Baía ainda falou sobre o discurso corrente entre os bolsonaristas, de que o presidente da República quer mudar o que há de errado no Brasil, mas que ele vem sendo tutelado e impedido por setores do Legislativo e do Judiciário, estes adeptos do que Bolsonaro frequentemente chama de "velha política". Segundo o cientista político, essa retórica fortalece a base eleitoral do presidente, permitindo um ativismo permanente que o coloca como "vítima de um sistema político corroído que ele quer modificar".
Então a "nova política" irá finalmente dar as caras em algum momento da era Bolsonaro? De acordo com Baía, ainda não está claro o que seria esse conceito e até mesmo o PT estaria tentando ganhar com tal indefinição do que representaria tal termo.

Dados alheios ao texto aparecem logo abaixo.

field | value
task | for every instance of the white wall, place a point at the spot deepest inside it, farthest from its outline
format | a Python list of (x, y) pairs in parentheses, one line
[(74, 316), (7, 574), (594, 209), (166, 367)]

"Ele procura falar em nova política de maneira muito genérica e sem definição, e colocar também o que acontecia de maneira genérica, dando a entender o que existia antes era só corrupção. Ele mantém esse estilo que agrada os seus admiradores e agrada os que o estão apoiando no governo, ao mesmo tempo que mantém a estrutura da oposição refém do PT, o que interessa também ao PT, mantendo-o como única oposição, ficando as demais forças de oposição diluídas e sem discurso", finalizou.